Une équipe américaine combine jumeaux numériques et VR pour améliorer les performances de robots lunaires

Des chercheurs de l'Université du Colorado Boulder (CU Boulder) ont développé un système combinant jumeau numérique et réalité virtuelle immersive pour entraîner les opérateurs de robots lunaires. Le dispositif s'articule autour d'Armstrong, un petit robot à trois roues équipé d'un bras articulé et d'une pince, actuellement testé en laboratoire. Son jumeau numérique, construit sous Unity et calibré pour reproduire fidèlement les dynamiques de mouvement et les interactions avec les objets, est couplé à une interface VR en vue à la première personne via les caméras embarquées. Les expérimentations réalisées montrent que les opérateurs formés d'abord dans l'environnement virtuel accomplissent les tâches de manipulation d'objets significativement plus vite et déclarent un niveau de stress nettement inférieur à ceux formés directement sur le robot physique.

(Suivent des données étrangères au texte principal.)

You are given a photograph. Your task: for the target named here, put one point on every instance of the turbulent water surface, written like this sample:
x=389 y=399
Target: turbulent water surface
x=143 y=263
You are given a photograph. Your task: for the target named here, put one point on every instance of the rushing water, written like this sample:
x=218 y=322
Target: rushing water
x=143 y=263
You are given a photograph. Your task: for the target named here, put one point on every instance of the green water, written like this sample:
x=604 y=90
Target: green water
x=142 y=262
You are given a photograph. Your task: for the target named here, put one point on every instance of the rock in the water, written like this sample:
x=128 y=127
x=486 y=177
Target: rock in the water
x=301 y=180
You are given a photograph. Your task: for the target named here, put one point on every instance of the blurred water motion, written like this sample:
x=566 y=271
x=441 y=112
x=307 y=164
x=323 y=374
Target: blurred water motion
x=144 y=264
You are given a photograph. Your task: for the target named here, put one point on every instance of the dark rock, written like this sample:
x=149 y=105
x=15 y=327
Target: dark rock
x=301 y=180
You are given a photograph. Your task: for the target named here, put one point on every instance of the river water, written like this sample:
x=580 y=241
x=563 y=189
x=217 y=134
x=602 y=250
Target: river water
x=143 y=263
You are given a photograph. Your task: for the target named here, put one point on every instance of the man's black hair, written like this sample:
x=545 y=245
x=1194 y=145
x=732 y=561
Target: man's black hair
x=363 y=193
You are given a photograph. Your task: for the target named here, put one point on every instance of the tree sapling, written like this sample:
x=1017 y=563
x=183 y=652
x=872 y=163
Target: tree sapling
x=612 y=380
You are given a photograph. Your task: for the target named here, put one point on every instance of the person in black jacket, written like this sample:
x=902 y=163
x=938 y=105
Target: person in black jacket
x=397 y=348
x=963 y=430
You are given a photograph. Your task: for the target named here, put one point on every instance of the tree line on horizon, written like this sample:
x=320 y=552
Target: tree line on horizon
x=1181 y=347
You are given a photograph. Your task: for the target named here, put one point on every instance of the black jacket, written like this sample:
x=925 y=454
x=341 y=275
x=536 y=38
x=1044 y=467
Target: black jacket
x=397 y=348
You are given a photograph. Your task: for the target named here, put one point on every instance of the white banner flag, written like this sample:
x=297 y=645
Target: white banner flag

Le système reste à ce stade confiné au laboratoire : aucun déploiement lunaire ni test en conditions extérieures n'est annoncé.
L'enjeu est concret pour les missions lunaires à venir : sur la Lune, une erreur de manipulation peut mettre hors service un rover valant plusieurs millions de dollars, dans un environnement où la faible gravité (un sixième de celle de la Terre), les cratères, les zones d'ombre permanentes et la poussière abrasive compliquent chaque opération. La démonstration que la formation sur jumeau numérique transfère efficacement vers le matériel physique constitue une validation utile dans un domaine où ce "sim-to-real gap" reste souvent problématique. Pour les agences spatiales et les intégrateurs, cela ouvre une voie vers la standardisation des protocoles de formation sans mobiliser de hardware coûteux ni risquer d'endommager des systèmes critiques. L'équipe souligne également le potentiel pour libérer le temps EVA des astronautes, ressource particulièrement contrainte sur la surface lunaire.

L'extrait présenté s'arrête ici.